Some days I am super successful while other days I fail miserably.
This training cycle, as I train for Boston with Team Stonyfield, I am having to learn to juggle the many responsibilities and challenges that our family encounters: solo parenting, homeschooling, moving cross country, new town, new state, new schools, new friends, HILLS, running with kids and a stroller, and so much more!
Finding that balance to fit in life, family time, and running is the juggle that many mother runners face. I know I face this juggle and each week question of “When do I fit in my long run?” without interfering with family life.
I know each family has their own inner-workings and dynamic that works for them. For me and my family, below are my five methods that I find help me with balancing motherhood and marathon training.

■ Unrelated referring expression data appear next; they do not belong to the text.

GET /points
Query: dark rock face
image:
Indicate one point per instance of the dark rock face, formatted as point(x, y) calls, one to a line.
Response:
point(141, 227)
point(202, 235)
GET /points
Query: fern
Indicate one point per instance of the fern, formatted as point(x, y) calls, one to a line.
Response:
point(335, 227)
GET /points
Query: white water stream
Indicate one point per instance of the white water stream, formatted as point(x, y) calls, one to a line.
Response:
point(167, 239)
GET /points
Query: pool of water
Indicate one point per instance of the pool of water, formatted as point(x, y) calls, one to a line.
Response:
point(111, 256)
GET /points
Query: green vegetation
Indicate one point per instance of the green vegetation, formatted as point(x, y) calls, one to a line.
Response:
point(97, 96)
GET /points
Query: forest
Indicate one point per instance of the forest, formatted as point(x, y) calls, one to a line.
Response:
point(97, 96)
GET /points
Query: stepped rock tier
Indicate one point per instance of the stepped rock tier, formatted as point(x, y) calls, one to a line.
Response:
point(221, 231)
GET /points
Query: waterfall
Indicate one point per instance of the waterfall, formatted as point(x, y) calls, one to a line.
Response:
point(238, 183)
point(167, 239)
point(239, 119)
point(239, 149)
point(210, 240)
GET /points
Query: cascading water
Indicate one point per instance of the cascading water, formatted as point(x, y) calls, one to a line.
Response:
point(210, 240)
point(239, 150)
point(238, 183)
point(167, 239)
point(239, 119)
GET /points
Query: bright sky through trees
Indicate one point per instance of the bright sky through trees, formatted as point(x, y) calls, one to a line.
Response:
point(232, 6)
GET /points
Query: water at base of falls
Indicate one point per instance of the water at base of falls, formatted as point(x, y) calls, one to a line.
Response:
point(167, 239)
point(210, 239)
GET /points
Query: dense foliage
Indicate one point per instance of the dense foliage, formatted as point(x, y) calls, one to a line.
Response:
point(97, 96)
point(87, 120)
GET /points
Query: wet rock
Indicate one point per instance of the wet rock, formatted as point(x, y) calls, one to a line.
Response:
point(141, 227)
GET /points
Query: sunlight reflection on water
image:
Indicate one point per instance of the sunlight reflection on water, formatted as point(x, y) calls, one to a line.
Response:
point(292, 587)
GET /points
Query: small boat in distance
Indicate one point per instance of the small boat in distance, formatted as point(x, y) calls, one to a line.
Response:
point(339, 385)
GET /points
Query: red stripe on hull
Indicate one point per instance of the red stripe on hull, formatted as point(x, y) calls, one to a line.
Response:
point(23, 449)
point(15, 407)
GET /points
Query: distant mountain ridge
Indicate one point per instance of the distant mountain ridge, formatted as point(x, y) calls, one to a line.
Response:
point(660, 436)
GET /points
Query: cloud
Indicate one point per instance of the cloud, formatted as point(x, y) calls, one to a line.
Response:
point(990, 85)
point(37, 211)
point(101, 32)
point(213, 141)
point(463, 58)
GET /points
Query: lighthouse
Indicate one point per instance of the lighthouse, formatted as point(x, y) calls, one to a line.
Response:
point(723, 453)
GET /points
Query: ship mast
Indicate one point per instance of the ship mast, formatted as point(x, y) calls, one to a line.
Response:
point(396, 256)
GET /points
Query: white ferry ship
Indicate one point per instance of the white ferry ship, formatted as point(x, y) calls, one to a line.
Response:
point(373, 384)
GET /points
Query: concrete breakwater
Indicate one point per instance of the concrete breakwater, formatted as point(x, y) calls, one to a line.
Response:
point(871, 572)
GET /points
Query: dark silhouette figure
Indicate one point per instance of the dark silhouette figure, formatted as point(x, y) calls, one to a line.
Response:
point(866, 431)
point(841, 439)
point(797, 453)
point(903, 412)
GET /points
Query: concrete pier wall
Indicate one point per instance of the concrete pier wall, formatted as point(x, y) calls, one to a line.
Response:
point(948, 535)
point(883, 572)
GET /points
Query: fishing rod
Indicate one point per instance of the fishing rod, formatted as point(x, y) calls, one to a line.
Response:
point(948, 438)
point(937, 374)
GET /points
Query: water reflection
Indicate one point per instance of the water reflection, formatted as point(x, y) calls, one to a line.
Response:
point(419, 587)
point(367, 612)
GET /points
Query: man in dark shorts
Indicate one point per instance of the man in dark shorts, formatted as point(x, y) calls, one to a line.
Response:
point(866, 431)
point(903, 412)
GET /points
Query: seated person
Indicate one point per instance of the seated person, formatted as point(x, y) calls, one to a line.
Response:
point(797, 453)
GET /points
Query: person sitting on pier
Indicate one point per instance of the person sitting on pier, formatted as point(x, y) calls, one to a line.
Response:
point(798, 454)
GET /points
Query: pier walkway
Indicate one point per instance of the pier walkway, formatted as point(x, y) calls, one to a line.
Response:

5 Methods for Balancing Motherhood and Running
I love and use my Erin Condren Life Planner. Seriously, it is my brain. I color code each member of our family’s activities and appointments on my planner. Everything goes on this planner. I write down due dates for blog posts, scheduled training runs, upcoming field trips (or business work trips), soccer practices, play dates and more!
I find that if it is written down and visible for me (and my family … ahem husband) to see… we all are on the same page with what is planned for the day or week.
Communication is Key
This seems like a no brainer. However, I have found that when I am struggling with balancing motherhood (family life) with marathon training, oftentimes my communication is lacking with my husband. Communication is key.
Communication with your help support what you need from them. I need to run 20 miles by myself this weekend. Be specific with your words and requests. There might be some disagreements with date, times and distance… but you need to communicate with your support system for the support you need.
Planning ahead goes well with the first two steps above: get organized and communication. When you plan ahead with your training plan, you know what you need to do that week for your run. You can map out your weekly activities, play dates, and even children’s activities.
When the weekend’s get busy with kids sports (okay, maybe I am just the one juggling three kiddos in different soccer leagues) I need to plan ahead with where their activities are and the time. By planning ahead (and communicating with my husband), I can map out my long run for the weekend. Everyone knows what to expect from each other. No hurt feelings.
All the organization, planning, and communicating in the world can still fall apart some days. Whether the weather isn’t conducive for running or you get a sick kiddo… you need to be flexible.
Perhaps you can’t run outdoors due to a crazy storm… run indoors or pop in a workout DVD to still get the effects of a great workout. Maybe a kiddo gets sick (or you do gasp), rest up and conquer that workout on another day.
My blogging friends Carla and Roni just came out with a book titled, What You Can When You Can: Healthy Living on Your Terms. As a mother runner, my most prized title is MOM. I am a runner second. By embracing the #wycwyc mentality, you do what you can, when you can. Be flexible.
Find Your Best Yes
Know when to say NO. You must evaluate and find your best yes… for you and your family. There are times when you (or your kiddos) will miss out on an activity because of a race, training run, or life event. Being prayerful and aware of what you and your family can take on is key to prevent burn out. Find YOUR best yes… learn to say yes when it is BEST (not just convenient).
Fitting in running and strength training as a mother runner striving to find balance is all about incorporating the above five methods: organization, communication, planning, flexibility, and finding your best yes.